The film was of a cow being led into the water where there were many P's hungry from shrinking pools I believe. They dont show very much detail, but you do see the cow being pretty much eaten alive, and the water going crazy around it.

Am I wrong?

~Dj


----------



## InSinUAsian (Jan 3, 2003)

thomisdead said:


> found this pic while looking for the video.
> 
> it said something below it about the gov't experimenting on a new breed of piranha


 Thats probly from that gay movie PIRANHA...

HaHaHaHa...

~Dj


----------



## thomisdead (Mar 31, 2003)

I pretty sure you're right about the Teddy Roosevelt part. I think at one point I read the piranha part that he wrote in his book about that safari. That may be interesting too, I should go look at that.

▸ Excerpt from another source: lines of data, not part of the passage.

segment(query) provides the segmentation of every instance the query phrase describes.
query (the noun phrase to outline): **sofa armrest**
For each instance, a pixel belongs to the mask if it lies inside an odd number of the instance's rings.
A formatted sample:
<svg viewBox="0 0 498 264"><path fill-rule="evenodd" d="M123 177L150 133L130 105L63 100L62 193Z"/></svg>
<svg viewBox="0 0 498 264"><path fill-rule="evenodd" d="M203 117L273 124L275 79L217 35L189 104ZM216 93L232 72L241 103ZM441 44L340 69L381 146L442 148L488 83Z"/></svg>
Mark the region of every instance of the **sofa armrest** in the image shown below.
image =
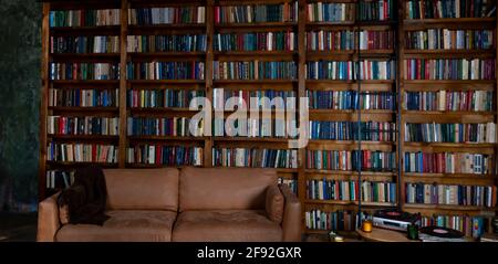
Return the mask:
<svg viewBox="0 0 498 264"><path fill-rule="evenodd" d="M287 184L279 184L279 187L286 199L282 241L301 241L301 202Z"/></svg>
<svg viewBox="0 0 498 264"><path fill-rule="evenodd" d="M58 197L60 192L41 201L38 208L38 242L53 242L61 228L59 221Z"/></svg>

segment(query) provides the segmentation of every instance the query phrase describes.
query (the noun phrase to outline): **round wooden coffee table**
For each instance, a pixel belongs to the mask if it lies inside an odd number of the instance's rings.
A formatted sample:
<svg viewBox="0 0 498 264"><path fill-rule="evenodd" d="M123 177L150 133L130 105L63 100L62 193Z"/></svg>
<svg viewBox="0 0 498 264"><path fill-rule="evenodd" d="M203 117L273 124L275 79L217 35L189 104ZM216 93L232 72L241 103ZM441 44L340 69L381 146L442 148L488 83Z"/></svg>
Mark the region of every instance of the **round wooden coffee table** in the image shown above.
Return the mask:
<svg viewBox="0 0 498 264"><path fill-rule="evenodd" d="M421 242L419 240L408 240L406 233L378 228L372 228L370 233L359 229L356 233L362 240L371 242Z"/></svg>

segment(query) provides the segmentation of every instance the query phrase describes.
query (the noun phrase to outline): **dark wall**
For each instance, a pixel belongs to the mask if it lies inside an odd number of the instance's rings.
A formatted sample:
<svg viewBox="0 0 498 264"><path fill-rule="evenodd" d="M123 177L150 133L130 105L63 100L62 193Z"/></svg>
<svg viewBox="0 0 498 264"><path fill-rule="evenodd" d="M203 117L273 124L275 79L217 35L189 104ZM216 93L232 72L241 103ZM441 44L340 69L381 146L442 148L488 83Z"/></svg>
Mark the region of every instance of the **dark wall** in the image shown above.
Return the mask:
<svg viewBox="0 0 498 264"><path fill-rule="evenodd" d="M42 7L0 0L0 211L38 199Z"/></svg>

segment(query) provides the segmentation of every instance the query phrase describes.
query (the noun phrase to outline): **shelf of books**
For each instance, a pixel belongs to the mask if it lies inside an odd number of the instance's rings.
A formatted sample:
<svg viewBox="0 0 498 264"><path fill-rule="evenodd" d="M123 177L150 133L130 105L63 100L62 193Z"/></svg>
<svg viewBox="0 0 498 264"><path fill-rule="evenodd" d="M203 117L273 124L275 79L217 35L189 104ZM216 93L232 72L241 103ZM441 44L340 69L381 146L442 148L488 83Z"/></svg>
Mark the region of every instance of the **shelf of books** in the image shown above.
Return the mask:
<svg viewBox="0 0 498 264"><path fill-rule="evenodd" d="M403 3L403 209L479 236L496 207L496 3Z"/></svg>
<svg viewBox="0 0 498 264"><path fill-rule="evenodd" d="M401 207L477 236L496 208L494 6L44 1L40 198L90 163L266 167L310 233Z"/></svg>
<svg viewBox="0 0 498 264"><path fill-rule="evenodd" d="M307 232L354 231L398 203L395 10L388 0L307 1Z"/></svg>
<svg viewBox="0 0 498 264"><path fill-rule="evenodd" d="M214 4L212 167L277 168L298 190L288 98L298 96L298 1ZM289 115L289 112L287 112Z"/></svg>

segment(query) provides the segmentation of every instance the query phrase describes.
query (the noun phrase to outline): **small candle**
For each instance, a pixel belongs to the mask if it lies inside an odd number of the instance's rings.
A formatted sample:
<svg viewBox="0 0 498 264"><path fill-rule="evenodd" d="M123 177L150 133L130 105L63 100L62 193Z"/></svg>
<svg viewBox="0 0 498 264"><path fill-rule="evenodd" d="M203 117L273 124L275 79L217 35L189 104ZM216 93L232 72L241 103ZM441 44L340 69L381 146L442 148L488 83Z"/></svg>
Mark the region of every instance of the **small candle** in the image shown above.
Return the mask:
<svg viewBox="0 0 498 264"><path fill-rule="evenodd" d="M363 232L370 233L372 232L372 221L365 220L362 225Z"/></svg>

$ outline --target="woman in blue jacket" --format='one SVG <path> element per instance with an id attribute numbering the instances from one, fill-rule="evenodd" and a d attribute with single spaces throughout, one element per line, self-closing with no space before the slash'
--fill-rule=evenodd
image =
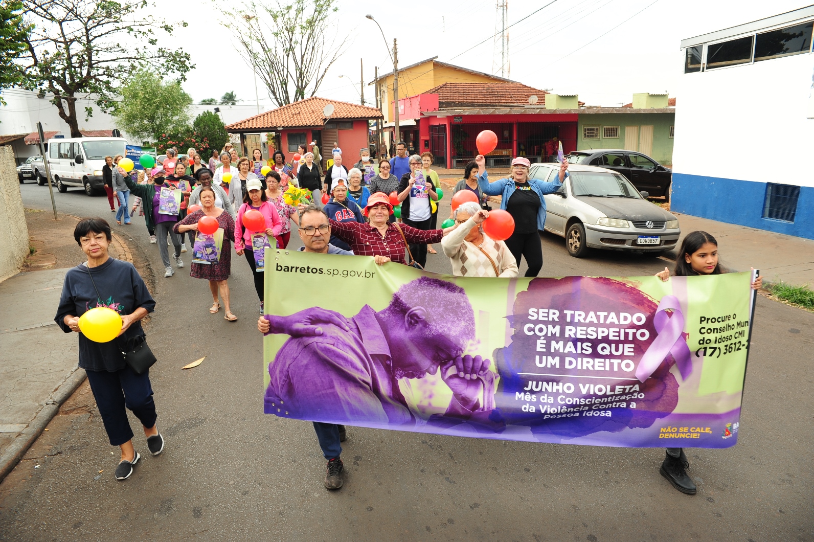
<path id="1" fill-rule="evenodd" d="M 506 239 L 509 251 L 514 256 L 518 267 L 520 256 L 526 257 L 528 270 L 526 277 L 536 277 L 543 267 L 543 248 L 540 243 L 540 231 L 545 224 L 546 194 L 554 194 L 562 183 L 560 178 L 568 176 L 568 163 L 563 161 L 559 173 L 554 181 L 528 178 L 531 164 L 527 158 L 519 156 L 512 160 L 511 175 L 504 179 L 489 182 L 486 173 L 486 159 L 478 155 L 478 186 L 488 195 L 501 196 L 501 208 L 508 212 L 514 219 L 514 233 Z"/>

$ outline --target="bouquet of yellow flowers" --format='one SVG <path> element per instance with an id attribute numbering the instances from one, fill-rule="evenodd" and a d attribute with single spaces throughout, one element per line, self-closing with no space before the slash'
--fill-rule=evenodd
<path id="1" fill-rule="evenodd" d="M 289 183 L 288 190 L 282 194 L 282 200 L 292 207 L 296 207 L 300 203 L 308 205 L 311 203 L 311 190 Z"/>

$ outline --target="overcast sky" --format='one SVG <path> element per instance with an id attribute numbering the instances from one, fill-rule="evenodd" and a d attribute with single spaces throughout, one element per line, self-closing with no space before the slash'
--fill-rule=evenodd
<path id="1" fill-rule="evenodd" d="M 549 2 L 509 0 L 509 22 L 527 17 Z M 187 75 L 184 88 L 193 99 L 220 98 L 234 90 L 239 99 L 253 103 L 254 78 L 230 32 L 221 26 L 216 4 L 200 0 L 156 3 L 168 22 L 183 17 L 189 23 L 161 43 L 182 46 L 192 55 L 197 68 Z M 352 42 L 317 94 L 358 103 L 359 59 L 364 59 L 365 99 L 372 101 L 374 87 L 366 83 L 374 78 L 374 67 L 378 65 L 380 72 L 392 69 L 384 40 L 375 23 L 365 18 L 367 13 L 382 25 L 391 45 L 393 37 L 398 39 L 400 66 L 437 55 L 442 62 L 499 75 L 493 65 L 493 40 L 475 46 L 500 28 L 495 22 L 496 3 L 414 0 L 408 2 L 409 11 L 396 12 L 390 2 L 339 0 L 335 21 L 339 33 Z M 164 5 L 172 9 L 163 9 Z M 799 0 L 555 0 L 510 28 L 509 78 L 555 93 L 577 93 L 589 105 L 627 103 L 635 92 L 667 90 L 671 97 L 678 96 L 681 39 L 806 5 Z M 226 65 L 229 76 L 223 74 Z M 270 104 L 268 93 L 262 87 L 259 90 L 260 103 Z"/>

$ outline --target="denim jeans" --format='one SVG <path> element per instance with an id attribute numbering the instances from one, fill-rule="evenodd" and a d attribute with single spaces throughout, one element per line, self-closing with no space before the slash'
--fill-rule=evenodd
<path id="1" fill-rule="evenodd" d="M 127 214 L 127 199 L 130 196 L 130 190 L 119 190 L 116 193 L 119 199 L 119 210 L 116 212 L 116 220 L 121 221 L 122 216 L 125 218 L 125 224 L 130 223 L 130 216 Z"/>

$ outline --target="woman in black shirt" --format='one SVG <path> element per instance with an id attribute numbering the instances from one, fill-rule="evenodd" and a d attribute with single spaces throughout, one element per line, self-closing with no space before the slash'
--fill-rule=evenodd
<path id="1" fill-rule="evenodd" d="M 86 218 L 77 225 L 73 237 L 88 260 L 65 274 L 54 319 L 65 333 L 79 333 L 79 366 L 87 373 L 110 444 L 121 449 L 115 476 L 124 480 L 141 459 L 133 447 L 125 407 L 144 426 L 150 453 L 157 456 L 164 451 L 148 372 L 137 374 L 121 355 L 122 349 L 133 347 L 144 338 L 140 321 L 155 310 L 155 301 L 133 264 L 107 255 L 111 231 L 107 221 Z M 95 307 L 108 307 L 121 316 L 121 332 L 116 339 L 96 343 L 80 331 L 79 317 Z"/>

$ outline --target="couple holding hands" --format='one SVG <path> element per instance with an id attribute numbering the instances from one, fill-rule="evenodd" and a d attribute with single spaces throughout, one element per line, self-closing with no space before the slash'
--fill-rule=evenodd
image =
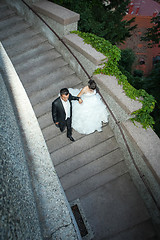
<path id="1" fill-rule="evenodd" d="M 102 122 L 108 122 L 109 114 L 96 88 L 94 80 L 83 89 L 63 88 L 52 102 L 53 121 L 61 132 L 67 127 L 71 141 L 74 141 L 72 128 L 81 134 L 90 134 L 102 131 Z"/>

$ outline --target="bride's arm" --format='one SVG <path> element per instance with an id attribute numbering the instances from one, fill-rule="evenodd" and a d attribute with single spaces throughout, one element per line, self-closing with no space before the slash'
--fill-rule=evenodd
<path id="1" fill-rule="evenodd" d="M 81 97 L 84 93 L 86 93 L 86 87 L 84 87 L 77 95 L 77 97 Z"/>

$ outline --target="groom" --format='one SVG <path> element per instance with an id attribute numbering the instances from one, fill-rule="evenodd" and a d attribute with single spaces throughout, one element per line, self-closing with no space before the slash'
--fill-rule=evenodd
<path id="1" fill-rule="evenodd" d="M 80 97 L 72 96 L 67 88 L 60 90 L 60 97 L 52 102 L 52 117 L 55 125 L 63 132 L 67 126 L 67 137 L 74 142 L 72 137 L 72 100 L 78 100 L 82 103 Z"/>

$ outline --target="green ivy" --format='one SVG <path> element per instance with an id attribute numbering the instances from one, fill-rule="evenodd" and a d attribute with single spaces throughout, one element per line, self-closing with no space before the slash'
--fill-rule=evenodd
<path id="1" fill-rule="evenodd" d="M 134 117 L 131 118 L 131 121 L 133 123 L 135 121 L 140 122 L 145 129 L 148 127 L 153 128 L 155 122 L 150 116 L 150 113 L 153 111 L 156 101 L 154 97 L 149 95 L 144 89 L 137 90 L 130 85 L 127 81 L 127 77 L 119 70 L 118 61 L 121 58 L 121 50 L 104 38 L 98 37 L 92 33 L 80 31 L 73 31 L 72 33 L 78 34 L 79 37 L 83 38 L 85 43 L 90 44 L 98 52 L 106 56 L 105 59 L 108 61 L 104 63 L 102 68 L 96 69 L 94 74 L 115 76 L 118 79 L 118 83 L 123 86 L 126 95 L 142 103 L 142 108 L 132 113 Z"/>

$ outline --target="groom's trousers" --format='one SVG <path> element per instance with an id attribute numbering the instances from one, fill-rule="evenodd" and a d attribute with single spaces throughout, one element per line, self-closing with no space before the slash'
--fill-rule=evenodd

I think that pic I posted earlier was from the old movie Piranha.


----------



## Forked_Tongue (Feb 20, 2003)

i saw this "piranha-cow bvideo" and it wasnt old it was in color!!! and it shgowed the pictures from on the surface and underwater and you could see the P's swimming inside the bovine and eating entrails as they cut to the surface video and watched the cow scream and moan, then went back underwater again...i need to see this video again...please someone tell me where to find it of post it...i saw it when i was very little


----------



## piranha45 (Apr 8, 2003)

Forked_Tongue said:


> ...i saw it when i was very little


 ah, so _that's_ why your such a sick bastard eh in your adult years eh


----------



## RhomZilla (Feb 12, 2003)

thomisdead said:


> found this pic while looking for the video.


 WTF!??! That looks like a boulder with teethe!!


----------



## Crossett (Apr 1, 2003)

Forked_Tongue said:


> i saw this "piranha-cow bvideo" and it wasnt old it was in color!!! and it shgowed the pictures from on the surface and underwater and you could see the P's swimming inside the bovine and eating entrails as they cut to the surface video and watched the cow scream and moan, then went back underwater again...i need to see this video again...please someone tell me where to find it of post it...i saw it when i was very little


 that's the one i was talking about. I cant find it though


----------